We all know that smoking is bad for us; it’s also one of the highest risk factors for a heart attack. If you smoke you are several times more likely to suffer a heart attack, as it adversely affects the arteries and increases the chance of blood clots. High blood pressure is another risk factor, and high blood pressure also makes it more likely you’ll have a stroke or kidney failure. Exercising regularly, maintaining a healthy weight and having less salt in your diet can all help to keep your blood pressure level lower. And making sure you aren’t overweight can also help to minimise the risk of having a heart attack at some point. The chances of a heart attack are much higher for anyone with too much body fat, especially around the mid section.
You also have a higher risk of a heart attack if your cholesterol levels are too high, and transitioning to a healthier diet can help.
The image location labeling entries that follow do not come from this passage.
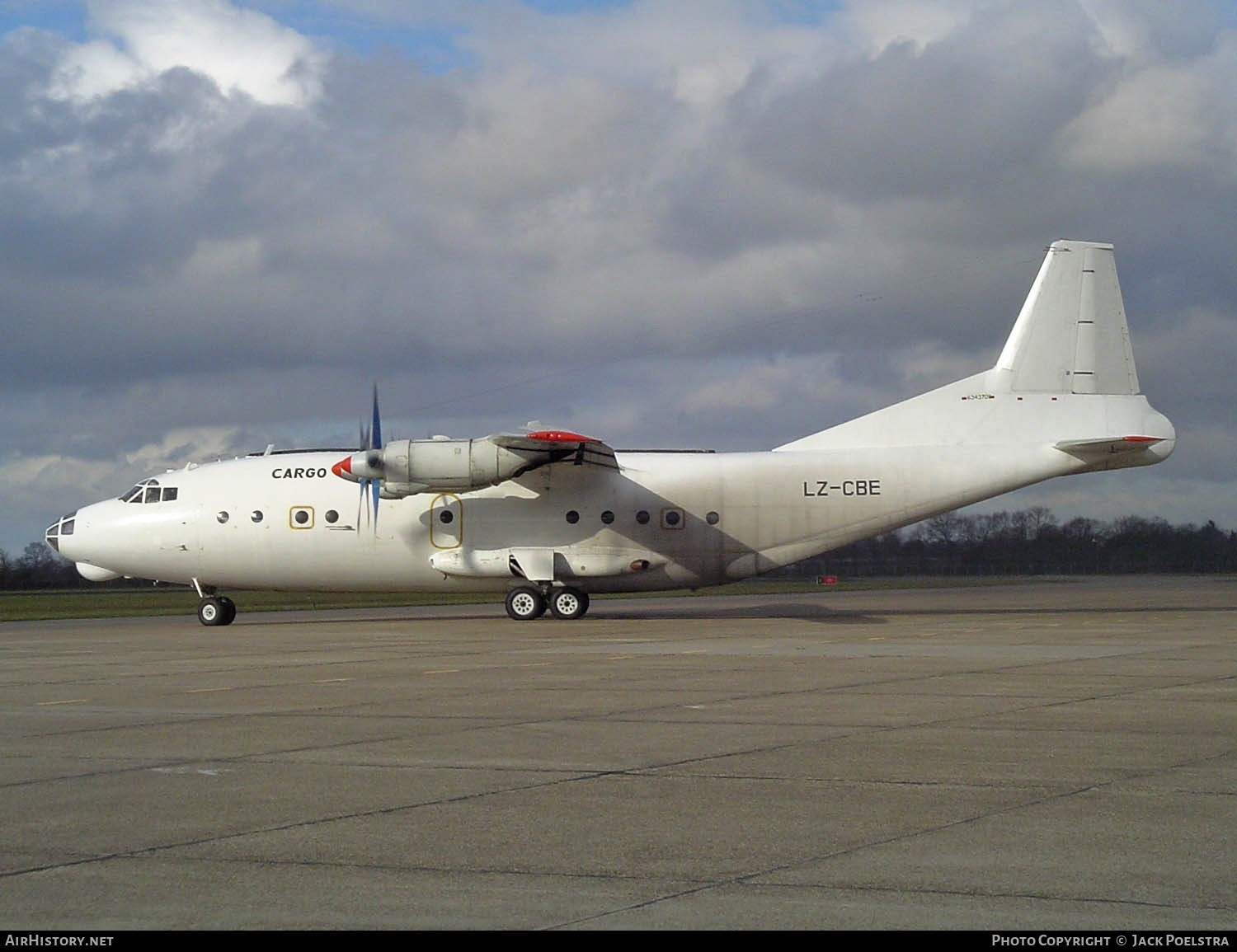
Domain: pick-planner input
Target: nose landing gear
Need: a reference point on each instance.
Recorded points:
(214, 610)
(217, 610)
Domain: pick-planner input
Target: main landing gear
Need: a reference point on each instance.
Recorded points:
(529, 603)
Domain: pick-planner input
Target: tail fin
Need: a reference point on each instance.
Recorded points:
(1071, 334)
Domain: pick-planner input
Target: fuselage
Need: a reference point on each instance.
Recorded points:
(660, 521)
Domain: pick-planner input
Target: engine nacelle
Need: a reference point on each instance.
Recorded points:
(444, 465)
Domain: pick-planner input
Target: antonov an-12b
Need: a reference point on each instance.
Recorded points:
(549, 517)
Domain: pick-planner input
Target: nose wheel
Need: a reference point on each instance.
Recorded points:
(217, 610)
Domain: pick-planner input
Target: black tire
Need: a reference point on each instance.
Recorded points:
(524, 603)
(568, 603)
(212, 612)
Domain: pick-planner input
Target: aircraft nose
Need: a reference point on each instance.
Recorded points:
(59, 529)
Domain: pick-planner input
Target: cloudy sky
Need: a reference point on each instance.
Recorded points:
(666, 223)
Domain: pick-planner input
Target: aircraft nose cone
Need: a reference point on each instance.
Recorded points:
(59, 529)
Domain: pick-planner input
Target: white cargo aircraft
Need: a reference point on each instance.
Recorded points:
(549, 517)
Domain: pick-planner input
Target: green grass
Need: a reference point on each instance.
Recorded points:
(172, 600)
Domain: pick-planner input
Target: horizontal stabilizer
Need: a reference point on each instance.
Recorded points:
(1108, 444)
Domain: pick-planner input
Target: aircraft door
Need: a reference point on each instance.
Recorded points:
(447, 521)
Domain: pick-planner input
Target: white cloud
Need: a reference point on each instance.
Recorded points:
(240, 49)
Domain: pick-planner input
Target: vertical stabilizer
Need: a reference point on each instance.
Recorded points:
(1071, 334)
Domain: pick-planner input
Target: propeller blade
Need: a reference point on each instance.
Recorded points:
(376, 425)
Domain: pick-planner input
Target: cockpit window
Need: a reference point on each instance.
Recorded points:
(150, 491)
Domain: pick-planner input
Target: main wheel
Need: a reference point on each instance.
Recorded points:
(568, 603)
(524, 603)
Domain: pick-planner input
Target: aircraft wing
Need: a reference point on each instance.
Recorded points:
(548, 447)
There are plenty of low cholesterol diets that don’t mean giving up everything you like to eat, and that incorporate tasty meals; one of the most popular is the Mediterranean diet. Along with a poor diet, a lack of exercise is a major risk factor too and if you lead a sedentary lifestyle, you are also more likely to experience a heart attack. You don’t need to spend hours in the gym; just 30 minutes of moderate exercise a day, several days a week can make a difference.
Some heart attack risk factors are simply beyond your control, although it helps to at least be aware of them. Statistically, men have more chance of having a heart attack than women, especially earlier in life. If your family has a history of heart trouble or if you are of African, Asian or Mexican descent you also have higher chance of having a heart attack at some point. In general, heart attacks are more common as we get older, as the risk factors tend to increase along with the other unwanted signs of aging. Your risk of heart disease or a heart attack is also a lot higher if you have type 2 diabetes, although of course it can help to make sure you monitor and control your blood sugar levels.